Inizia cosi lo sfogo di Nicola, papà e neo nonno da poco più di 24 ore. Nella stessa stanza del reparto di Ginecologia dell’ospedale di Venere in cui si trova ancora la figlia 31enne, è stata ricoverata mercoledì la donna risultata poi positiva al tampone. La paziente è stata sottoposta ad un cesareo d’urgenza e non ci sarebbe stato il tempo materiale di aspettare l’esito.

“Mia figlia lunedì è stata sottoposta al test ed è risultata negativa quindi, secondo protocollo, si è potuto procedere al ricovero in Ginecologia – spiega il 64enne -. Nella notte tra martedì e mercoledì è stata sottoposta al parto cesareo e ha dato alla luce mia nipote. Nella stessa giornata è stata poi ricoverata la donna contagiata. L’hanno portata via a mezzanotte, trasferendola al Miulli. Mia figlia ha capito subito che c’era qualcosa che non andava perché hanno iniziato a fare tamponi a tutti e il personale sanitario è arrivato in stanza tutto bardato”.

“La positività della compagna di stanza le è stata comunicata questa mattina mentre nessuno a noi ci ha detto nulla – continua -. Ho provato a mettermi in contatto con qualcuno, si tratta di una grave mancanza da parte dei responsabili della struttura che hanno fatto alloggiare una donna positiva con mia figlia e mia nipote appena nata. Non voglio fermarmi qui, ho intenzione di rivolgermi alla Magistratura. Il papà della bambina si è recato alla Polizia ma la sua denuncia è stata respinta in quanto per legge non si è verificato un reato”.

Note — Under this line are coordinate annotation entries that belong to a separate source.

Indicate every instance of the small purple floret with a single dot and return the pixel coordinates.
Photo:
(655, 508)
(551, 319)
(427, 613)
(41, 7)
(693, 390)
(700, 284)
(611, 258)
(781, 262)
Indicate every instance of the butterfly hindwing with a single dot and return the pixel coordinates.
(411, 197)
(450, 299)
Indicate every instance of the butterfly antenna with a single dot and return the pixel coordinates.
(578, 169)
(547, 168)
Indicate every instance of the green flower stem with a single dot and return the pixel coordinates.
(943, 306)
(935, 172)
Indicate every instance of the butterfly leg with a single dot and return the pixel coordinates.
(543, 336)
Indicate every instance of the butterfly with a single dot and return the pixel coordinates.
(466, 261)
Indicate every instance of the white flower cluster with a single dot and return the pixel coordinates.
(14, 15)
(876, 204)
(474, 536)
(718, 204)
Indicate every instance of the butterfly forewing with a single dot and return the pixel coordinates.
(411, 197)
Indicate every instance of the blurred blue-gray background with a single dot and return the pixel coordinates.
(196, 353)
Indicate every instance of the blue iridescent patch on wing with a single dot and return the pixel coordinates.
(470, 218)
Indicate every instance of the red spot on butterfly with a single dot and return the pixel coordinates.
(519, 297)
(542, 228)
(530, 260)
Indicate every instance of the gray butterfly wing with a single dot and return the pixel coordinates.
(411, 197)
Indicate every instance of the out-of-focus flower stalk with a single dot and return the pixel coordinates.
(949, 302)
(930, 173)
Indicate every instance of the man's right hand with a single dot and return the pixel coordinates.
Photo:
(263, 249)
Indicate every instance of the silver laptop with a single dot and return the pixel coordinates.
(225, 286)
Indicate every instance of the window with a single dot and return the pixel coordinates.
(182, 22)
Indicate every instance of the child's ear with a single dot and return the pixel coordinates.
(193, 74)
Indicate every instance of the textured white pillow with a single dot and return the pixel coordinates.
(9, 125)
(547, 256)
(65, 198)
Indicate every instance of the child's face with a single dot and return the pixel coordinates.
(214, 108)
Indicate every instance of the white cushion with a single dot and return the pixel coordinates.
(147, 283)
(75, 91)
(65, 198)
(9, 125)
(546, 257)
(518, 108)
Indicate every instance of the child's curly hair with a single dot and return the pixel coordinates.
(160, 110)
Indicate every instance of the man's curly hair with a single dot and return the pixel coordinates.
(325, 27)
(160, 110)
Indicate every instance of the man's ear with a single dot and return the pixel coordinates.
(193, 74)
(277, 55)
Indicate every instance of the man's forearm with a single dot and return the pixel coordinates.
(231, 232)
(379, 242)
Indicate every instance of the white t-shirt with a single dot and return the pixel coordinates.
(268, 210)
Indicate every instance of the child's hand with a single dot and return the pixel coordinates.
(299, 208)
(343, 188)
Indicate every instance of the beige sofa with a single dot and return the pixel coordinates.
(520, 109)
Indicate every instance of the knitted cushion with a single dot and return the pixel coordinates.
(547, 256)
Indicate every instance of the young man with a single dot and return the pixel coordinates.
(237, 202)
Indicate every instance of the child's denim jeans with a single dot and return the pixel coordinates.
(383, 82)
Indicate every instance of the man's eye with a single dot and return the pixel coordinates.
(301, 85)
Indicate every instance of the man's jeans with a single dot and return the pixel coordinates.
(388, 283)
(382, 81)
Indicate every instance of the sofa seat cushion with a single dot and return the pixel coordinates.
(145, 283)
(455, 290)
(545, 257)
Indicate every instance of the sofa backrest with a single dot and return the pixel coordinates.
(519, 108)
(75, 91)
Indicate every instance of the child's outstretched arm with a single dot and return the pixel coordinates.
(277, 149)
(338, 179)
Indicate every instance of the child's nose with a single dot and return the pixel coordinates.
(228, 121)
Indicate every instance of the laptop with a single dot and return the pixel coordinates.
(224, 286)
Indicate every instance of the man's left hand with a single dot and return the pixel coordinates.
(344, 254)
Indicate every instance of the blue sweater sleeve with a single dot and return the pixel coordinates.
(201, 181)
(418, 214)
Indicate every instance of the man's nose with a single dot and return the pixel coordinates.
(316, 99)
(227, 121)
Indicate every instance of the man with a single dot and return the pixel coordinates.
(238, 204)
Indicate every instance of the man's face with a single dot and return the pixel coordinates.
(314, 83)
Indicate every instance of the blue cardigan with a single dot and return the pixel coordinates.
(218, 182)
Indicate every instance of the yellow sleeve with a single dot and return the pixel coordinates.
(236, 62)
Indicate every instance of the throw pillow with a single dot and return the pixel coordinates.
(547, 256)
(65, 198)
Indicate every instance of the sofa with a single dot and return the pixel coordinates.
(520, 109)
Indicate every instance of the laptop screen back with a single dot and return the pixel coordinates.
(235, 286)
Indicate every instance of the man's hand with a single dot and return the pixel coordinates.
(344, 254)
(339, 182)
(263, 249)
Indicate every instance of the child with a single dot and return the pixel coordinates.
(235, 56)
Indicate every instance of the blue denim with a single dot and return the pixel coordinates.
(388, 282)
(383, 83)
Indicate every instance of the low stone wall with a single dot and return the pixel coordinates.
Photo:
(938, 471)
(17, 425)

“Chiamerò il medico curante per avviare la pratica e segnalare quanto accaduto – conclude -. Noi crediamo e pensiamo che il protocollo previsto per questi casi non sia stato assolutamente rispettato. Non me la prendo con la signora ricoverata ma anche se si tratta di un’urgenza particolare va prima aspettato l’esito del tampone. Anche perché se davanti hai un caso sospetto e tra le mani non hai il risultato del test, è inconcepibile metterla in stanza con un’altra persona e una neonata”.

Sulla vicenda, la Asl Bari da noi contattata ha diramato una nota:”Sono tutti negativi gli esiti dei tamponi eseguiti sul personale e sulle degenti dell’Ostetricia e Ginecologia del “Di Venere”, a seguito di un caso di positività al Sars-Cov2 emerso successivamente ad un intervento d’urgenza su una paziente priva, all’atto dell’accettazione, di sintomi riferibili al Covid-19″.

“Nel frattempo, la direzione generale Asl ha avviato una verifica interna per appurare se tutti i protocolli di sicurezza, prima, durante e dopo il caso di positività, siano stati rispettati. Precauzionalmente – conclude la nota della Asl – si sta procedendo alla dimissione di tutte le pazienti ancora presenti nell’unità operativa per poter procedere alle ulteriori approfondite operazioni di sanificazione, così da riavviare nella massima sicurezza le ordinarie attività”.